As one would expect offspring were also affected: 42.0% of pregnancies had premature deliveries; 28.6% had low birth weight, 13.0% had very low birthweight, and 3.2% had extremely low birth weight infants; 61.0% had small for gestational age infants, and 1.9% of offspring succumbed.
Though numbers of iPAH patients was relatively small, that they experienced a so much higher mortality than other forms of the disease, led the authors to the recommendation that, in iPAH patients, pregnancy should, still, be considered as contraindicated. But, without explicitly saying so, this also means that in other conditions accompanied by PH, including Eisenmenger syndrome, pregnancy may be considered. Another very recent study, this time from India, however, in a much smaller group of 12 pregnancies with Eisenmenger syndrome reported a 37% maternal mortality rate in the postpartum period,4 - not very different from rates reported in the 1990s. This much higher mortality in this group than in the Chinese study may be due to the fact that almost 80% of patients in the Indian study were diagnosed with Eisenmenger only while already pregnant.
This potential explanation also points out one of the most important principles in management of maternal diseases in pregnancy: Correct diagnosis before pregnancy is essential if best outcomes are to be achieved. First diagnosis in pregnancy almost universally will produce poorer results, with two reasons contributing: First early diagnosis allows for proper preparation of the patient, so conception can be planned when she, considering her medical problem, is in best possible physical and mental shape. Cardiac problems are a very good example: If, for example, a cardiac patient constantly veers on the verge of CHF, this is not the time to conceive.
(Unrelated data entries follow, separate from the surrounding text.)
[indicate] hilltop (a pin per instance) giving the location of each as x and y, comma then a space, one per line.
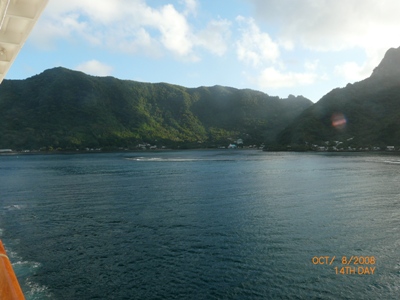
66, 109
364, 115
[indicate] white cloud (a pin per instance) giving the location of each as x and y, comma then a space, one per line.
94, 67
271, 78
215, 36
130, 26
331, 25
255, 47
191, 7
352, 71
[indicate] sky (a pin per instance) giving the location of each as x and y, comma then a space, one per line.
279, 47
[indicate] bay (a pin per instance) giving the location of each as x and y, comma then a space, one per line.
215, 224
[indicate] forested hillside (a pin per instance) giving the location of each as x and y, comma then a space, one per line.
65, 109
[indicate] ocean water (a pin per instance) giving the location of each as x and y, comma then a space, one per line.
226, 224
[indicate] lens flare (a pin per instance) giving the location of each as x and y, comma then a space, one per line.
338, 120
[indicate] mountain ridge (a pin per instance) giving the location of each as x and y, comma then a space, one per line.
369, 110
66, 109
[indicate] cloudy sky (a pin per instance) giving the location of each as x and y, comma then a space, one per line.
281, 47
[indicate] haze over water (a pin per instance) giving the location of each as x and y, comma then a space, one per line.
202, 224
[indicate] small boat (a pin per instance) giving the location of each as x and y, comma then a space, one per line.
9, 285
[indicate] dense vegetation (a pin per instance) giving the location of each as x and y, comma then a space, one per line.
370, 110
64, 109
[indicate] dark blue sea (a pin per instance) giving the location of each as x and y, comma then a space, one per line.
223, 224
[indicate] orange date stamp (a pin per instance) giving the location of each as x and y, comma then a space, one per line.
348, 265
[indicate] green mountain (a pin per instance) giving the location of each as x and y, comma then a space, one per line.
66, 109
364, 114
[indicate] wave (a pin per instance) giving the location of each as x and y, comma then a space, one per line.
176, 159
161, 159
395, 162
15, 207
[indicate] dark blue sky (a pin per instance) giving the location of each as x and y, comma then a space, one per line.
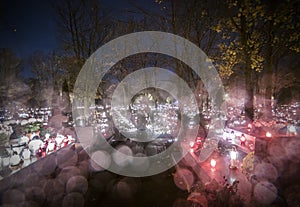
27, 26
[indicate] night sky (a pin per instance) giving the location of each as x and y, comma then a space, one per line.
29, 26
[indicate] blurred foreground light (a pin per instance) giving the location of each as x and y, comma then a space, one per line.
213, 163
192, 144
268, 134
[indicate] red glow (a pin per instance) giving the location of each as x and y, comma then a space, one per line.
213, 163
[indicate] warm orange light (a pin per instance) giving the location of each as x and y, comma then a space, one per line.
213, 163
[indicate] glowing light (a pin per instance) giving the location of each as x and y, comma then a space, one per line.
213, 163
268, 134
233, 155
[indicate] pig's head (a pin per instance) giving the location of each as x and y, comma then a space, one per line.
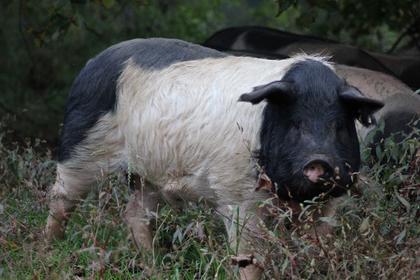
308, 137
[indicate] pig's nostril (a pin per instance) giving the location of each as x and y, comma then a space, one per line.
315, 169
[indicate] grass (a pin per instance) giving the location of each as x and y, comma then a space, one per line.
376, 234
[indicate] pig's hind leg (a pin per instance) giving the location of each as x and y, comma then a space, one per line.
99, 154
70, 187
140, 212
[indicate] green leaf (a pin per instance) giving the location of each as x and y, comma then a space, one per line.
108, 3
403, 201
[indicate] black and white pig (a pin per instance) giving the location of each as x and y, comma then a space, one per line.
196, 123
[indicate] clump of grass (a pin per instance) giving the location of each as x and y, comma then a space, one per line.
375, 233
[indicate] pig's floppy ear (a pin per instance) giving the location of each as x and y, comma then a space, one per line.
274, 91
363, 106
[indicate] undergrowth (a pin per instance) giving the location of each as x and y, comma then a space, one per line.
376, 232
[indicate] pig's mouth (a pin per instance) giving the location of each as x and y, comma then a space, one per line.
303, 188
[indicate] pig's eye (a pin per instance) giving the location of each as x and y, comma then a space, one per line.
339, 126
296, 124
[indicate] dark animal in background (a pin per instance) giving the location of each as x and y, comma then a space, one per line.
195, 123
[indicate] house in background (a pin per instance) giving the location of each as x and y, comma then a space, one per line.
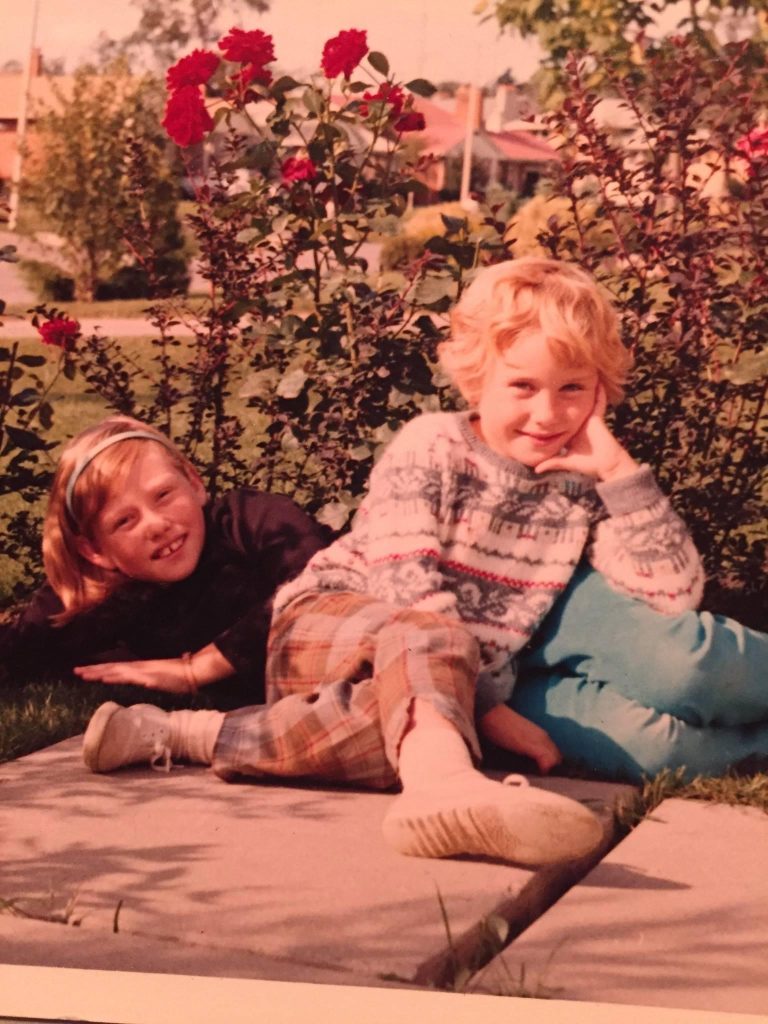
508, 150
42, 95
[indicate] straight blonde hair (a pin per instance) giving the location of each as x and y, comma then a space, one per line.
79, 584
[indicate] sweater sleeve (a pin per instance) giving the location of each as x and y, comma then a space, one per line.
276, 539
400, 523
643, 548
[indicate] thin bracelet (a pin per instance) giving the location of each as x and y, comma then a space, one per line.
192, 680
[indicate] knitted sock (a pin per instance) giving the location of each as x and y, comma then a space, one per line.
193, 734
432, 757
449, 808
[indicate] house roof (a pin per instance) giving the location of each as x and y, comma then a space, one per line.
443, 135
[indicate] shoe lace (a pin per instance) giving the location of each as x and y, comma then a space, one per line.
515, 779
160, 760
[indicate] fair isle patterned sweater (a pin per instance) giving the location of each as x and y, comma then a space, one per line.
449, 525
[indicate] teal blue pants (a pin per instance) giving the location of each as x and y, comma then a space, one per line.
626, 691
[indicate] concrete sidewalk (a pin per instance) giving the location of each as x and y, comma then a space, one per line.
185, 873
675, 915
182, 875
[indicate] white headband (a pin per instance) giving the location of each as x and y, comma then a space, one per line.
85, 460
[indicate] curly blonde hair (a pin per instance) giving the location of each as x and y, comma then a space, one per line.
526, 295
79, 583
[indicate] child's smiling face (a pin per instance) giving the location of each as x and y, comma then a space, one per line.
154, 527
532, 403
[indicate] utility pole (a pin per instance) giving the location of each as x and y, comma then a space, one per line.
15, 177
473, 105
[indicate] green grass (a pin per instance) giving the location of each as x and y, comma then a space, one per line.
745, 785
35, 715
115, 308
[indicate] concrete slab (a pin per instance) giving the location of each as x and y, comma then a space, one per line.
253, 881
675, 915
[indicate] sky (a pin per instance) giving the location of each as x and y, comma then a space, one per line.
435, 39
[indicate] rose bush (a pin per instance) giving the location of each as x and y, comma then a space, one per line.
302, 361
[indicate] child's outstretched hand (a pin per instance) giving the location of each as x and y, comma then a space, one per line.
174, 675
169, 674
593, 451
511, 731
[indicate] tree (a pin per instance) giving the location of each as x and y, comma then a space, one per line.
80, 175
168, 27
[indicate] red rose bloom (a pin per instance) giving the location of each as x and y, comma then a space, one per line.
253, 73
297, 169
60, 332
754, 144
248, 47
386, 93
411, 121
186, 119
342, 53
195, 69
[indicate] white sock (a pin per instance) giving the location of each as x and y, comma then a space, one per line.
433, 757
449, 808
194, 734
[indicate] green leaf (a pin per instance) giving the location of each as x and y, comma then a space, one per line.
421, 87
283, 85
312, 99
454, 224
292, 384
752, 367
378, 61
261, 156
434, 291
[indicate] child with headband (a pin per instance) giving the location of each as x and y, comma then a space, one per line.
526, 522
179, 595
148, 580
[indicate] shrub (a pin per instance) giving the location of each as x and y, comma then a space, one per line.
674, 221
47, 281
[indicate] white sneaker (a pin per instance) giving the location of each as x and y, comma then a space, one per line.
119, 736
514, 822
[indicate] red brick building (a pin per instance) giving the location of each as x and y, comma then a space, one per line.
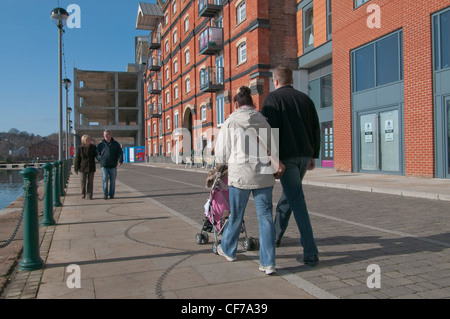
377, 70
200, 53
391, 86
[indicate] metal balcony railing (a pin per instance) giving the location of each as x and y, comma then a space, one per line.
212, 79
155, 110
154, 87
209, 8
154, 40
154, 63
211, 41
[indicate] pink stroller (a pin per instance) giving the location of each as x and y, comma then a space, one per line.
217, 210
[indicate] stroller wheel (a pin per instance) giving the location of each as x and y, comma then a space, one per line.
205, 238
215, 247
249, 243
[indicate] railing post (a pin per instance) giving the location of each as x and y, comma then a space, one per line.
31, 259
48, 219
61, 178
56, 187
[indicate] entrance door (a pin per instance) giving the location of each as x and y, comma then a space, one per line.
447, 134
380, 144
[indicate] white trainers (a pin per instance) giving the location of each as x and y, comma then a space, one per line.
221, 253
268, 269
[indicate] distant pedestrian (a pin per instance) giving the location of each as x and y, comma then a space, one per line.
110, 155
246, 174
294, 113
85, 164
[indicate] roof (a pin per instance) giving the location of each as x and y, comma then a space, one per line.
149, 16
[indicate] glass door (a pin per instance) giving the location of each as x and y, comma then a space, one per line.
369, 142
447, 135
380, 144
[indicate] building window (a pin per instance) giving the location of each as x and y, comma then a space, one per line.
186, 24
329, 28
220, 109
188, 85
203, 113
321, 91
241, 12
175, 121
174, 7
242, 53
167, 97
441, 25
360, 3
378, 63
308, 27
175, 67
175, 93
187, 57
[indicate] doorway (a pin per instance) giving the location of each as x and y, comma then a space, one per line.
380, 142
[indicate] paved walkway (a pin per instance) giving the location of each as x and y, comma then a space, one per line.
128, 248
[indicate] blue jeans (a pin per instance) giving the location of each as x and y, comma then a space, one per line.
109, 174
264, 206
293, 199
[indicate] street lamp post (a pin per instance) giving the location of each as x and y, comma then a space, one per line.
59, 16
67, 83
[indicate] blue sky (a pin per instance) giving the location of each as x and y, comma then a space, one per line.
29, 55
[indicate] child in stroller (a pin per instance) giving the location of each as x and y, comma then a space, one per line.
217, 210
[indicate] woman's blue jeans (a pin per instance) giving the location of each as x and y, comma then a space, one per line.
264, 206
293, 199
109, 174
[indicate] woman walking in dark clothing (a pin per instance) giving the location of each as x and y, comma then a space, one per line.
85, 164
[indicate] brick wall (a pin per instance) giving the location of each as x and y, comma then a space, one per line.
350, 31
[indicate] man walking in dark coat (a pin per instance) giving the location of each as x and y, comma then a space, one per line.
110, 155
295, 115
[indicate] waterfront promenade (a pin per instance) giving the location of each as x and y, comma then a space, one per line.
142, 244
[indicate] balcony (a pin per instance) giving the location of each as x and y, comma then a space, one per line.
211, 41
154, 87
209, 8
154, 63
155, 110
154, 41
211, 79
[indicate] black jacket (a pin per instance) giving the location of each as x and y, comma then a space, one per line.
294, 113
109, 154
85, 158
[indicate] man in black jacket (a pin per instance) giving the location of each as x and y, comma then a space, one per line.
110, 155
295, 115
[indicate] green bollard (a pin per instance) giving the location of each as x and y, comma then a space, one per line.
48, 219
61, 178
31, 259
56, 187
67, 172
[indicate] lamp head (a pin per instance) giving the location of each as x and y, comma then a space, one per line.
59, 16
67, 83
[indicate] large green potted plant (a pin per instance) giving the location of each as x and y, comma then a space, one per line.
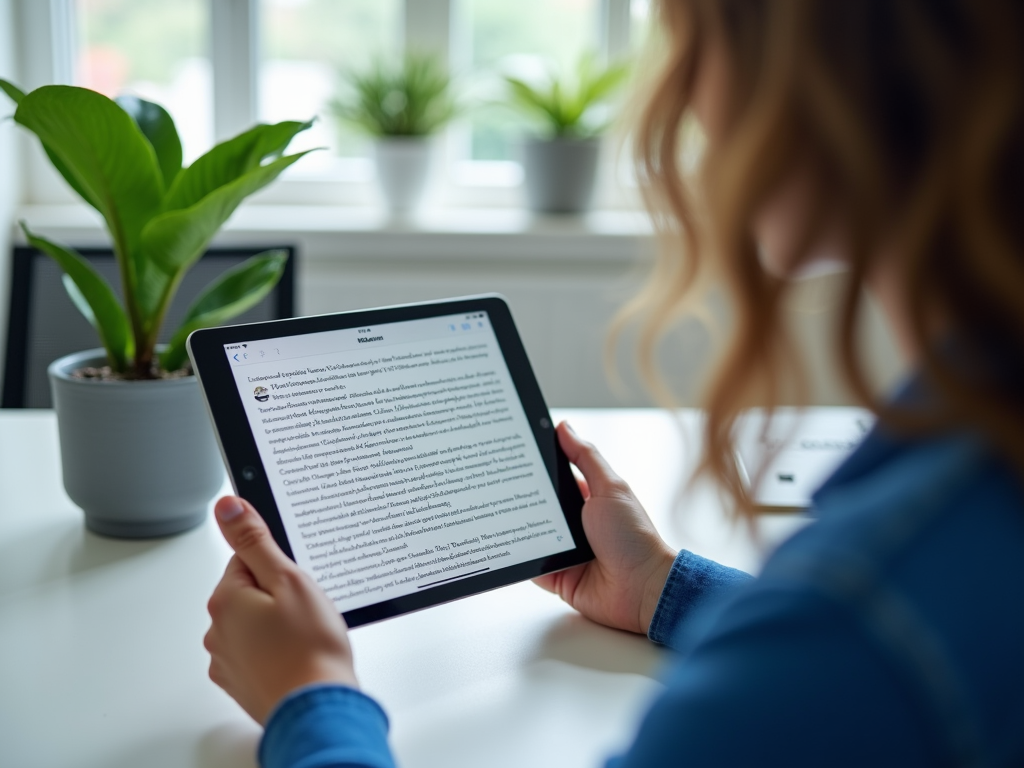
560, 163
401, 105
137, 450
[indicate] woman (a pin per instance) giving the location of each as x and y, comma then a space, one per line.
888, 134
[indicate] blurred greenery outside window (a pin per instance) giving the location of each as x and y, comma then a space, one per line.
306, 46
154, 49
525, 38
160, 50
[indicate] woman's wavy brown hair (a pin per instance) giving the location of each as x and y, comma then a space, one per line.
910, 115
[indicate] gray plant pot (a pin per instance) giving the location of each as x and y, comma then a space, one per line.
559, 174
138, 457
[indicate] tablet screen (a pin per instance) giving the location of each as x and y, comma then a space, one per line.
399, 456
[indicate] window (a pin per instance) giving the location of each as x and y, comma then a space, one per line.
305, 47
220, 65
526, 38
154, 49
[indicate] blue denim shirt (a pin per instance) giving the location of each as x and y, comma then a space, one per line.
890, 632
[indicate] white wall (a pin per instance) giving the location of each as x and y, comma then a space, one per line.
9, 166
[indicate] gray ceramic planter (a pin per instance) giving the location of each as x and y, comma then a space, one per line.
139, 458
559, 174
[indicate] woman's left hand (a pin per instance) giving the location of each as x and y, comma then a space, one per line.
273, 629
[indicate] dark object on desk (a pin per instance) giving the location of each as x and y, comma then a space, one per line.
43, 325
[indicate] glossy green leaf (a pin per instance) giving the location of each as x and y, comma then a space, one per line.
174, 240
228, 161
158, 126
16, 94
103, 151
105, 312
235, 292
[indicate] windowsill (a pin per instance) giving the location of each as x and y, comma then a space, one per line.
332, 231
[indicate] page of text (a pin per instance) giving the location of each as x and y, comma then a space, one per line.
399, 456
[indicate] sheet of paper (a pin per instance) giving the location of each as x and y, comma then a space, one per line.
787, 459
399, 456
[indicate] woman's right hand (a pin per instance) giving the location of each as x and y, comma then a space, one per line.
622, 585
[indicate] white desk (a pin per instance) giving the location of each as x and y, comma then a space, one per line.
101, 663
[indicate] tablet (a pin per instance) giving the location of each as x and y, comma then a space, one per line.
402, 457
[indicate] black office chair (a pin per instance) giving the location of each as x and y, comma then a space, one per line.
43, 325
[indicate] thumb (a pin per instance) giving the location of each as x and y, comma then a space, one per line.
248, 535
601, 479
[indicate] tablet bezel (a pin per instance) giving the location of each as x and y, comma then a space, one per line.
238, 446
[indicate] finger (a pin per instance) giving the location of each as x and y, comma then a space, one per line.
238, 574
600, 478
248, 535
584, 487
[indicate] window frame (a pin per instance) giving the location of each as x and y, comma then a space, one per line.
48, 55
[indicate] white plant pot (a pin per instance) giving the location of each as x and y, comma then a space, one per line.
138, 457
403, 171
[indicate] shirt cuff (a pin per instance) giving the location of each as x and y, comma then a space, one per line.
691, 583
326, 725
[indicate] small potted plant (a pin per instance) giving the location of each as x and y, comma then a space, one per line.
401, 105
560, 163
136, 446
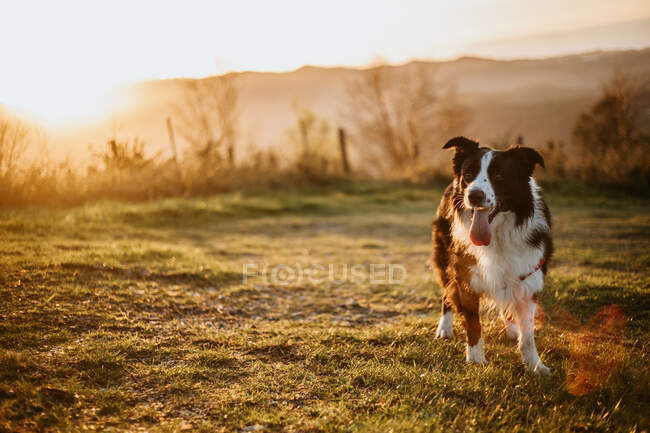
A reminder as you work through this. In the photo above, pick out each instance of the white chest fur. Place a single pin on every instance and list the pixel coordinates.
(509, 255)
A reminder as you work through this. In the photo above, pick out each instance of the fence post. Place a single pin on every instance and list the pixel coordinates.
(172, 142)
(344, 151)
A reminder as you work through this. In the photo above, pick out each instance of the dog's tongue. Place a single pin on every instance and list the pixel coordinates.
(479, 232)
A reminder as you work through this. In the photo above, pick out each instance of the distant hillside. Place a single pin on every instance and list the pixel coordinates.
(538, 98)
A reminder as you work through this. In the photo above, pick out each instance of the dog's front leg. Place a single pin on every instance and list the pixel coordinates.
(467, 304)
(525, 317)
(445, 325)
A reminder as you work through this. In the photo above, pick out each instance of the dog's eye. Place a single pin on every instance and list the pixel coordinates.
(467, 177)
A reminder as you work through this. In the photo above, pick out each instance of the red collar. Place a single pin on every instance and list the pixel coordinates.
(539, 265)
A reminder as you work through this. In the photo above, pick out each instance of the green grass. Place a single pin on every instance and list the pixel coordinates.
(135, 316)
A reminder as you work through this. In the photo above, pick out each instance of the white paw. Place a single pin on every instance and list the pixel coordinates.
(475, 353)
(540, 369)
(512, 330)
(445, 326)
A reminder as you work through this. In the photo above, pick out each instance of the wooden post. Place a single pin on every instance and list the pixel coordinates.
(344, 151)
(172, 142)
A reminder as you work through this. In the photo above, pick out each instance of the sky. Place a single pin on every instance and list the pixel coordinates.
(61, 60)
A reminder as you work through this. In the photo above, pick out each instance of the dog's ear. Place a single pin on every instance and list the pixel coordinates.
(526, 158)
(464, 147)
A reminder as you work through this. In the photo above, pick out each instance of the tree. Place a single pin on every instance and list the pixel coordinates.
(397, 116)
(207, 116)
(611, 138)
(13, 144)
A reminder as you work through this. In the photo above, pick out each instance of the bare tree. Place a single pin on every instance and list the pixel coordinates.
(13, 144)
(397, 116)
(613, 139)
(207, 117)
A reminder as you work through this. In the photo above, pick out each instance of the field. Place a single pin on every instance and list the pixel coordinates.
(138, 317)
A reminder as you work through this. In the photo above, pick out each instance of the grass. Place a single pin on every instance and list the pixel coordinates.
(136, 317)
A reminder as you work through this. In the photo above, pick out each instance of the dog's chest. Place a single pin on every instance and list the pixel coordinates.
(500, 265)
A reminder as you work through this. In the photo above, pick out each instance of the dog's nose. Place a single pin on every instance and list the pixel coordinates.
(476, 197)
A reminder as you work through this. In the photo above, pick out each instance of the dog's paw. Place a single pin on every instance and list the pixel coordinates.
(541, 369)
(512, 330)
(475, 354)
(445, 327)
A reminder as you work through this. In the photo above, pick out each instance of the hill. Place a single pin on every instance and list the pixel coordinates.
(539, 98)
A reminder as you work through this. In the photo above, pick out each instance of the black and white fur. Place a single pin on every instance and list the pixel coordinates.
(510, 269)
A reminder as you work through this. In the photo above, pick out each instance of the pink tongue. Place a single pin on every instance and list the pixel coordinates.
(479, 232)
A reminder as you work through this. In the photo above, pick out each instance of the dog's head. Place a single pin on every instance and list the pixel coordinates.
(489, 181)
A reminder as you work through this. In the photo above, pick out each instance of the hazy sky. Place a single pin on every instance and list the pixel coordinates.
(59, 58)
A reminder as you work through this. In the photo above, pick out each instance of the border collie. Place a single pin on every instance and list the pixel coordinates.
(492, 236)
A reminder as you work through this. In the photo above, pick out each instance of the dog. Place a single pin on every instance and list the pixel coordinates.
(492, 237)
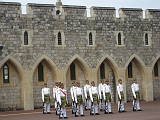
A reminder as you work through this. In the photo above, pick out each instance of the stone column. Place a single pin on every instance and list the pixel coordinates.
(61, 77)
(148, 84)
(121, 75)
(27, 90)
(92, 76)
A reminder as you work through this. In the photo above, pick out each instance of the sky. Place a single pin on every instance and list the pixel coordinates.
(143, 4)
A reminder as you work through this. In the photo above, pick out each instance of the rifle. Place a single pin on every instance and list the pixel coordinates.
(76, 111)
(106, 108)
(60, 112)
(57, 109)
(120, 105)
(43, 108)
(134, 105)
(73, 108)
(101, 109)
(92, 109)
(86, 105)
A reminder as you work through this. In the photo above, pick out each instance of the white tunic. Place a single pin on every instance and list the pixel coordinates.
(55, 91)
(86, 89)
(106, 89)
(61, 93)
(45, 91)
(93, 90)
(119, 89)
(72, 90)
(135, 88)
(100, 89)
(78, 91)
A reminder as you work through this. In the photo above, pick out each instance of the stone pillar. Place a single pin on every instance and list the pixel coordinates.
(121, 75)
(27, 90)
(61, 77)
(93, 76)
(148, 84)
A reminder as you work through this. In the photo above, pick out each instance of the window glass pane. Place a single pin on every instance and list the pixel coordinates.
(90, 39)
(5, 74)
(59, 39)
(102, 71)
(119, 38)
(146, 39)
(25, 38)
(130, 71)
(156, 69)
(40, 73)
(72, 72)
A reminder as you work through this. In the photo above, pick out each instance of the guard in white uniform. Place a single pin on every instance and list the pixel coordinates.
(100, 90)
(72, 89)
(79, 99)
(55, 89)
(136, 96)
(120, 91)
(93, 92)
(62, 100)
(46, 99)
(87, 97)
(107, 97)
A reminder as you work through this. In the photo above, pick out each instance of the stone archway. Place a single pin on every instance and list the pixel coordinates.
(110, 67)
(49, 77)
(81, 71)
(11, 96)
(156, 78)
(138, 73)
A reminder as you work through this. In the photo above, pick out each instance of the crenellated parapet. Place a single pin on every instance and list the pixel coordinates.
(75, 12)
(39, 9)
(152, 14)
(10, 9)
(131, 14)
(103, 13)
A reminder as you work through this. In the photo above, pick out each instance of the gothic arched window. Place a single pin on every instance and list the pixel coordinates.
(90, 39)
(5, 73)
(59, 39)
(72, 72)
(40, 73)
(146, 39)
(130, 74)
(119, 39)
(156, 69)
(25, 38)
(102, 71)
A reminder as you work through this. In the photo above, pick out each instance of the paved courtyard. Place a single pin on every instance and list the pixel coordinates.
(151, 111)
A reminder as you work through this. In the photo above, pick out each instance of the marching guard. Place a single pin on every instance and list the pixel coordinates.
(62, 100)
(87, 97)
(136, 96)
(46, 99)
(100, 90)
(55, 89)
(120, 96)
(107, 97)
(93, 92)
(72, 91)
(79, 99)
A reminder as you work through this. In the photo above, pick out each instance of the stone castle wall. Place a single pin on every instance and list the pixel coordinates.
(41, 23)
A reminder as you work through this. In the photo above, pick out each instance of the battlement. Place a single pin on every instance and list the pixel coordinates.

Indeed, acute CHF is also considered a contraindication for pregnancy. But once a woman’s hemodynamics have been appropriately controlled, she will be in a much safer condition to conceive. A second reason is that medical treatments will always be better if need for treatment is expected than when it comes as a surprise. In other words, it is, of course, always better to be prepared than to be surprised.
If these ground rules are followed, most women with cardiovascular problems will sail safely through pregnancy, - even if older. They, of course, should be managed by a team made up of gynecologists, infertility specialists, perinatologists, neonatologists, anesthesiologists and, of course, cardiologists that, ideally is assembled before the patient conceived. The responsibility for the assembly, therefore, usually falls on the patient’s general gynecologist or fertility specialist. Suffice to say, cardiac patients should deliver in a tertiary medical center with ICU and advanced neonatal care, at which all members of the assembled team have privileges.